Barcos e mergulhos. Nem todos os marisqueiros do estado trabalham da mesma forma. Enquanto uns só extraem o mexilhão das pedras, exclusivamente para sua própria sobrevivência, outros possuem até compressores de mergulho e vão a até oito metros de profundidade para conseguir o produto. Os pescadores de Jurujuba não chegam a esse grau de desenvolvimento, mas estão entre os mais organizados.
Os marisqueiros estão dividido em categorias. Há, por exemplo, os lateiros, que só extraem o marisco das pedras para a própria subsistência e os guardam em latas. Eles são comuns na Boa Viagem e no Aterro do Flamengo, no Rio. A segunda categoria já extrapola a subsistência e chega a comercializar o produto, mas os marisqueiros não costumam ter barcos.
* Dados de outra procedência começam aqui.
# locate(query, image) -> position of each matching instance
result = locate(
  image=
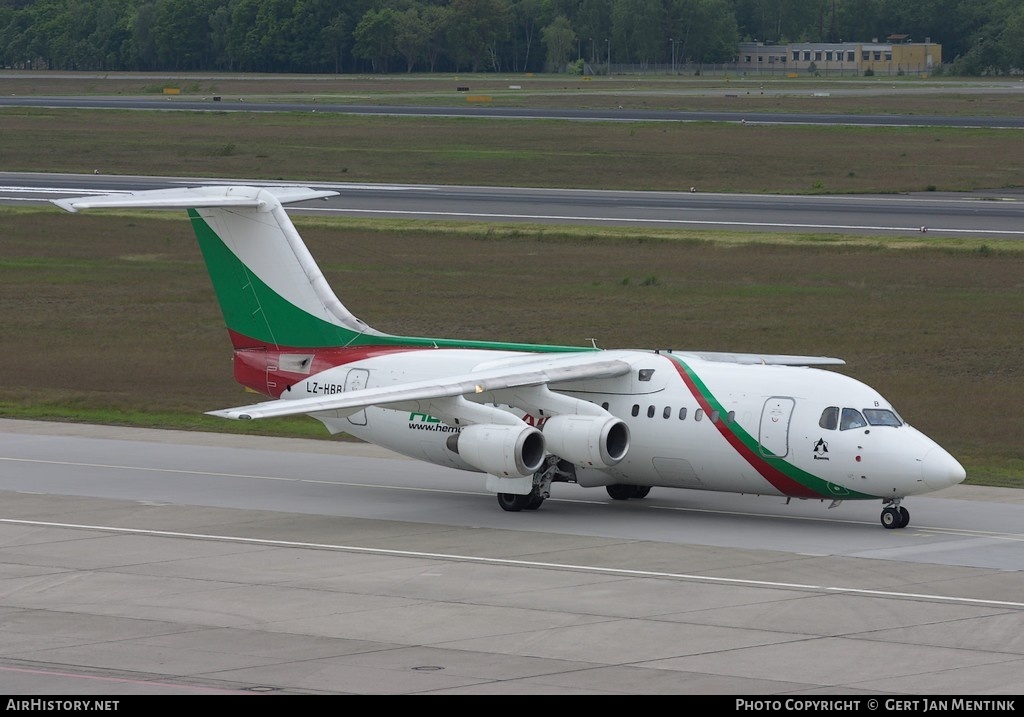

Estes são comuns na Ilha da Boa Viagem e na Praia das Flexas, que também é reduto da terceira categoria. Esta já conta com pequenos barcos a remo, mas ainda não é tão desenvolvida como a colônia de Jurujuba (4a categoria), que chega a ir até as ilhas oceânicas para extrair o mexilhão.
Segundo Marcos, a quinta e mais desenvolvida categoria se encontra atrás da antiga Sandiz, no Centro de Niterói. "Eles mergulham até oito metros de profundidade para pegar mariscos". O diretor da Fiperj contou ainda que 90% da produção de mariscos do Rio são vendidos para São Paulo. Em Jurujuba, os pescadores costumam trabalhar no mar das 5h às 11h30, aproximadamente. Eles vão até as ilhas oceânicas (Cagarras, Maricá, Tijuca, Pimenta, Tucunduva) em até cinco barcos a motor, que chegam a levar de dois a quatro botes.